By Fr. Tony Fortman, C.PP.S.
Today we celebrate the Epiphany of the Lord. We remember the three magi, Gaspar, Melchior and Balthazar. Our founder, St. Gaspar del Bufalo, was born on the feast of the Epiphany, January 6, and he was named after the three magi: Gaspar Melchior Balthazar del Bufalo. St. Gasper didn’t go on many long journeys in his life, but his soul and heart traversed the whole world.
St. Gasper lived to be 52 years old. That’s my age right now. Look at all the work he did for Jesus and his Church and his Precious Blood Community. Look at the convictions he had to start an apostolic community dedicated to the Precious Blood. Many people were jealous of him. They did not give him the time of day, but St. Gaspar remained meek, humble and persistent in God’s calling.

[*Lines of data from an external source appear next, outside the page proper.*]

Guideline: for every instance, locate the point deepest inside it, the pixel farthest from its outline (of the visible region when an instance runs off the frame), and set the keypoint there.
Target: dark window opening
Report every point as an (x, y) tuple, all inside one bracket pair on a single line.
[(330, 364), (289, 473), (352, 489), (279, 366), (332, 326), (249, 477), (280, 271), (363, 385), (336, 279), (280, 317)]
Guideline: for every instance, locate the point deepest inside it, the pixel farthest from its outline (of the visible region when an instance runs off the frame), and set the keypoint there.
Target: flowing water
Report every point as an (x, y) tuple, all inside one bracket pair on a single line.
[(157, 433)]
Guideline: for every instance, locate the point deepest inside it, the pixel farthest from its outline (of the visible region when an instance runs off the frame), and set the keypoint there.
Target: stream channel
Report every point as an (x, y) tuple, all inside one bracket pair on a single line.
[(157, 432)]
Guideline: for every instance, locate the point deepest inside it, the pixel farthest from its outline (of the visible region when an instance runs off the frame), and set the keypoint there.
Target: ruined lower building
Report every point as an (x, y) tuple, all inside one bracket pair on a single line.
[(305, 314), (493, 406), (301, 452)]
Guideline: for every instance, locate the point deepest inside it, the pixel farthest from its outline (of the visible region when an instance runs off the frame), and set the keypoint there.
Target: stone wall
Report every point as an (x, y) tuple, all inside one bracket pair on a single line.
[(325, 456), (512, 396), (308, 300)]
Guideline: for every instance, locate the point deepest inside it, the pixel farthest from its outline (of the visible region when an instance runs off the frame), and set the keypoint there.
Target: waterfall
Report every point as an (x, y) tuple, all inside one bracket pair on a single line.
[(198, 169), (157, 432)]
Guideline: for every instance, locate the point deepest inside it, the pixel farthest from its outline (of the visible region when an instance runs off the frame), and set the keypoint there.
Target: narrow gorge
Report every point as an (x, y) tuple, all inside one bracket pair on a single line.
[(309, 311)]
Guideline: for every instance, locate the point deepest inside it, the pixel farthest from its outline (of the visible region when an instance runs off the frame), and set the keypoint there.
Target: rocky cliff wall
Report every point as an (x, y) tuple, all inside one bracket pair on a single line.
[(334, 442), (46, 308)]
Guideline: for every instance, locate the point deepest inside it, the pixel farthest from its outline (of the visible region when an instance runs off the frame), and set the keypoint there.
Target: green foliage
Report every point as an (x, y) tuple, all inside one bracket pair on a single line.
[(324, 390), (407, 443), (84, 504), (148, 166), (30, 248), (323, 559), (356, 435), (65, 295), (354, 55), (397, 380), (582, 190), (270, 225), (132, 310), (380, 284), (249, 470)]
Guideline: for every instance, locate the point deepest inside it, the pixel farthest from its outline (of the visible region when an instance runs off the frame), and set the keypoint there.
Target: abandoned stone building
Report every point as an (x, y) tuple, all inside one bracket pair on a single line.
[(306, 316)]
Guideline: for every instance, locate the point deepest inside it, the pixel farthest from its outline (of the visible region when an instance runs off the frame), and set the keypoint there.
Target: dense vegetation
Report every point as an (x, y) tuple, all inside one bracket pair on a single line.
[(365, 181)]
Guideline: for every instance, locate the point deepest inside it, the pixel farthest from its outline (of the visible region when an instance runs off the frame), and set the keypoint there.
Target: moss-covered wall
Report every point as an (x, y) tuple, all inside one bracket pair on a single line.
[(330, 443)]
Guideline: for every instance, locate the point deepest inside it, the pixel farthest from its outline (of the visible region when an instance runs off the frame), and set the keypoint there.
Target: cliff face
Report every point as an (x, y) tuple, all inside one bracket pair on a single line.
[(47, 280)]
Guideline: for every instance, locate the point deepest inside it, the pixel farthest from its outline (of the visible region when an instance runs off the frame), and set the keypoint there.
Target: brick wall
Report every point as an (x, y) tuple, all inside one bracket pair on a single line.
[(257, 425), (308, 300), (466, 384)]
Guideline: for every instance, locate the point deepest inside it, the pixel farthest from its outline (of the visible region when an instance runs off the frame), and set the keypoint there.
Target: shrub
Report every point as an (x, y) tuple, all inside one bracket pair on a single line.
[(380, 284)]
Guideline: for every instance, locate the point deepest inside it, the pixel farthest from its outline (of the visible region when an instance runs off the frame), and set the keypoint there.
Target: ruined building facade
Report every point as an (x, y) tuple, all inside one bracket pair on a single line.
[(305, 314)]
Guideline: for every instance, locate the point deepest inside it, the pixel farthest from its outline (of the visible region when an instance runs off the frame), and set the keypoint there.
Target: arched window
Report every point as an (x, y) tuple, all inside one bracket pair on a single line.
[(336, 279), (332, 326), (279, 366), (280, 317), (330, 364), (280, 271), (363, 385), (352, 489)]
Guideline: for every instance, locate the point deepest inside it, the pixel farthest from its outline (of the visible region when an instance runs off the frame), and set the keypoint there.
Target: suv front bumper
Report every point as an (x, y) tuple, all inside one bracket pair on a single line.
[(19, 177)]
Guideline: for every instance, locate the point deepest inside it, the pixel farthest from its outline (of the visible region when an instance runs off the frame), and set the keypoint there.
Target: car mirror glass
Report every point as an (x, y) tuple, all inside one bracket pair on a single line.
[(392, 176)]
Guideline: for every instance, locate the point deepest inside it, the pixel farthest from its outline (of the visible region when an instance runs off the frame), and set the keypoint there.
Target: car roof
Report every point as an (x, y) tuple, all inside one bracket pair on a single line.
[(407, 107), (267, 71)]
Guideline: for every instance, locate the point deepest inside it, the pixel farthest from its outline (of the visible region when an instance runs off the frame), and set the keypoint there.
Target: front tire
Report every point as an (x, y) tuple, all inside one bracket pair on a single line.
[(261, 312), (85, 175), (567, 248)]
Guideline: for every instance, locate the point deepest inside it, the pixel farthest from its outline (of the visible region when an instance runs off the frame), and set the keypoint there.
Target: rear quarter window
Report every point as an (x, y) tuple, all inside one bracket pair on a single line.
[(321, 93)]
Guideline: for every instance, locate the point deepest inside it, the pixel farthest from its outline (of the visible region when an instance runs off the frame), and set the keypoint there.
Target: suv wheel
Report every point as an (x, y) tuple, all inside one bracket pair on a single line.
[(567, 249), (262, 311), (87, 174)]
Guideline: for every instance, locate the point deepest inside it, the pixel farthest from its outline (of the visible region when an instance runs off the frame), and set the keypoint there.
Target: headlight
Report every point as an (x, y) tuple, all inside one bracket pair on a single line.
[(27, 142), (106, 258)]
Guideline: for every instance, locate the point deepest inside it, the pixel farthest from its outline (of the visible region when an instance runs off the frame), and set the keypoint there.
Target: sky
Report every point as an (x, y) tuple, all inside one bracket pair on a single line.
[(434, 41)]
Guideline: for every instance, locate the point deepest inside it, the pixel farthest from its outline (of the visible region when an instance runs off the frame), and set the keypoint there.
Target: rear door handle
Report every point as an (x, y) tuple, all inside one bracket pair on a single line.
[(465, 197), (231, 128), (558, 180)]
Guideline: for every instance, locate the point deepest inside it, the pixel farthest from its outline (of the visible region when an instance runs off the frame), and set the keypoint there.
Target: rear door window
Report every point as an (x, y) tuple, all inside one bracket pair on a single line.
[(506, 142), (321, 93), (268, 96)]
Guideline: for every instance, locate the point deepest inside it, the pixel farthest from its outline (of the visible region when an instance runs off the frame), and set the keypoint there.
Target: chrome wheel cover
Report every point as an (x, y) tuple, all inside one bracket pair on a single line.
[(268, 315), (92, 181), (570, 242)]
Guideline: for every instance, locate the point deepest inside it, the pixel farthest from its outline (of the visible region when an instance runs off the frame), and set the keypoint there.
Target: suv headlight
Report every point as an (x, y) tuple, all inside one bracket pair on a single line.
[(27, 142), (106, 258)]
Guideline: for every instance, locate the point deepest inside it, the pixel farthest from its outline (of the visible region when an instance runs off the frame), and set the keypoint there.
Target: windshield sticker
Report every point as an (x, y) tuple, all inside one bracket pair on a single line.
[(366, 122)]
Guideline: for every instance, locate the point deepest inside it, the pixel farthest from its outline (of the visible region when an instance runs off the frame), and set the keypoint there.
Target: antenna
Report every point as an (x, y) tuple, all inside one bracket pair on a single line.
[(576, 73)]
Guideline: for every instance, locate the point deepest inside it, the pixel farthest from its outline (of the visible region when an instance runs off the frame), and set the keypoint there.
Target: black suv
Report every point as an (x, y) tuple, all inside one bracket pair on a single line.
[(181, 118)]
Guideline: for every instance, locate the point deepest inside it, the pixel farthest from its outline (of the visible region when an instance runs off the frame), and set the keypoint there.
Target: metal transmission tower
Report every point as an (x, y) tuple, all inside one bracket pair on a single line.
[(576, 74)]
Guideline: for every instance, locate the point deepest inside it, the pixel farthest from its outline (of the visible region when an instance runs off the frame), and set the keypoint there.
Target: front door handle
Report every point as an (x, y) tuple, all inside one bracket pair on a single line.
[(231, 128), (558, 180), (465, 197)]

In today’s readings, we hear about the three magi. Author Raymond Arroyo writes that these three magi are not three kings from Asia, the Orient, or even Persia. Those were pious affections added to the magi story over time. Melchior, Balthazar and Gaspar are names that mean king in various tongues. Who were the magi? Arroyo theorizes that they were likely Zoroastrian priests, mathematicians, theologians, stargazers, magicians, interpreters of dreams and royal consults. These men were probably from the Arabian kingdom of Nabatea in the city of Petra.
These magi encountered king Herod in today’s Gospel. And the magi were wise enough not to return to King Herod after they saw the baby Jesus. Herod was very jealous of anyone who would be called king in his territory.
What are the jealousies in our life? What are we holding onto so tightly that we are not willing to make room for the Messiah? Many of us may not relate to King Herod but there are sins that shackle us and prevent us from experiencing the peace of the newborn king.
These magi were willing to leave their comfort in order to encounter the king of kings, Jesus. When they returned to their home, they were never the same. They were changed by the journey. They were changed for the better but they had to struggle. In their struggle they found the king of peace. God bless you all.
Fr. Tony Fortman, C.PP.S., is the pastor of the three parishes in the Catholic Communities of Northwest Dayton, Precious Blood, St. Paul and St. Rita.